La couverture nuageuse se déchire et laisse apparaître les sommets enneigés de la Cordillère Darwin. Notre vol a duré trois heures et nous nous attendons au pire avant d’atterrir à Ushuaia, Terre de Feu. Ici, les vents sont violents, et seuls les pilotes expérimentés sont habilités à piloter sur cette ligne du bout du monde. Déjà, les premiers soubresauts se font sentir et nous nous accrochons solidement à nos sièges. Soudainement, l’avion tangue de droite à gauche et nous soulève quelques secondes. Des cris s’échappent entre nos dents crispées. Heureusement nous ne sommes pas les seuls … L’approche chaotique dure de longues minutes et c’est avec une grande ferveur que nous applaudissons tous les pilotes lorsque les trains d’atterrissage touchent enfin terre.

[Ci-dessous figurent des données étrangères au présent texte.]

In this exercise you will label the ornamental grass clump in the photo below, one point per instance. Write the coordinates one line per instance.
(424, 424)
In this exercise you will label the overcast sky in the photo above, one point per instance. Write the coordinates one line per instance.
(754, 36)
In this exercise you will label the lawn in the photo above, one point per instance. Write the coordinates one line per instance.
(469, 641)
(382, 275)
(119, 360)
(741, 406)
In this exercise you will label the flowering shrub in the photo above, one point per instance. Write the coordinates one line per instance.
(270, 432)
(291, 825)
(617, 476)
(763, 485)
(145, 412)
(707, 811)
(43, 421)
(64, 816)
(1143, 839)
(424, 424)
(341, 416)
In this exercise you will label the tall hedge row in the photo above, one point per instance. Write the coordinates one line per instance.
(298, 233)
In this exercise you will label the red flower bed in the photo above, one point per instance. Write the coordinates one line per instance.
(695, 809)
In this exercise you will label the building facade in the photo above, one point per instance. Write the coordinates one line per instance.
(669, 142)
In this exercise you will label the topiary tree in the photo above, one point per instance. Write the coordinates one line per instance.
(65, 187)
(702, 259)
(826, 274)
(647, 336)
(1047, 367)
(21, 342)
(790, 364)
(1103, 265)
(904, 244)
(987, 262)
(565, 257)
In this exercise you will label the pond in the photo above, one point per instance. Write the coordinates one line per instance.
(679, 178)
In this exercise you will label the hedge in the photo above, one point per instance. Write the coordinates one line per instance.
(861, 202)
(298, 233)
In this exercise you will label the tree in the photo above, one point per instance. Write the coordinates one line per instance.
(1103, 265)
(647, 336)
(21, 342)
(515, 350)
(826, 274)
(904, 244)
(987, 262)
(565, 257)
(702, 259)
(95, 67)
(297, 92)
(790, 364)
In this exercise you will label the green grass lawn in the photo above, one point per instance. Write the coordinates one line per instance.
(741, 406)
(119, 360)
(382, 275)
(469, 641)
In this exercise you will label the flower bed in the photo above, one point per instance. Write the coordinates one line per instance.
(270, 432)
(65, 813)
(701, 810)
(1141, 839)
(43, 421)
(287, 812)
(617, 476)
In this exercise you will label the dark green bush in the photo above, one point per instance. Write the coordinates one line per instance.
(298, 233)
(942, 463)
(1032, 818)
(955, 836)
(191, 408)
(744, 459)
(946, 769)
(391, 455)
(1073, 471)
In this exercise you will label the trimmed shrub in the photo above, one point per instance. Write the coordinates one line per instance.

Enfin, nous déballons nos vélos de leurs cartons et découvrons avec plaisir les messages des parents d’Olivier (voir vidéo en fin de message). Les premiers curieux nous interpellent et après trois heures de montage et rangement, nous nous élançons pour nos premiers coups de pédale vers Ushuaia. Après un rapide passage au centre ville, nous nous dirigeons vers le parc national de Terre de Feu pour y camper. Le lendemain, nous allons au bout de la route nationale 3, pour commencer réellement la Géoroute Andine. Alors que pour la plupart, Ushuaia est l’étape finale de leur parcours, elle sera pour nous le début d’une grande aventure, arrosé comme il se doit par une pluie battante.


En repassant par Ushuaia, nous faisons un crochet par l’alliance française, où Stéphane nous fait une proposition alléchante : une fondue au chocolat qui célèbre la fin de l’année pour les élèves. Finalement, nous pourrons bien retarder le départ d’une journée… L’ambiance y est très chaleureuse, et notre venue fait pratiquer le français aux élèves d’Ushuaia. C’est avec un grand plaisir que nous partageons ce moment avec eux. Un grand merci à toute l’équipe de l’Alliance : Stéphane, Coralie et Aurélie ainsi qu’à tous les élèves ! Le lendemain, nous sommes invités à prendre un café chez Sandra. Nous repartons avec un cadenas pour nos vélos, une délicieuse confiture d’orange et deux bières Cape Horn, made in Terre de feu par Mauricio, son mari. Nous avons du mal à la quitter, et c’est avec un sentiment mitigé de tristesse et d’excitation que nous prenons la route, pour de bon.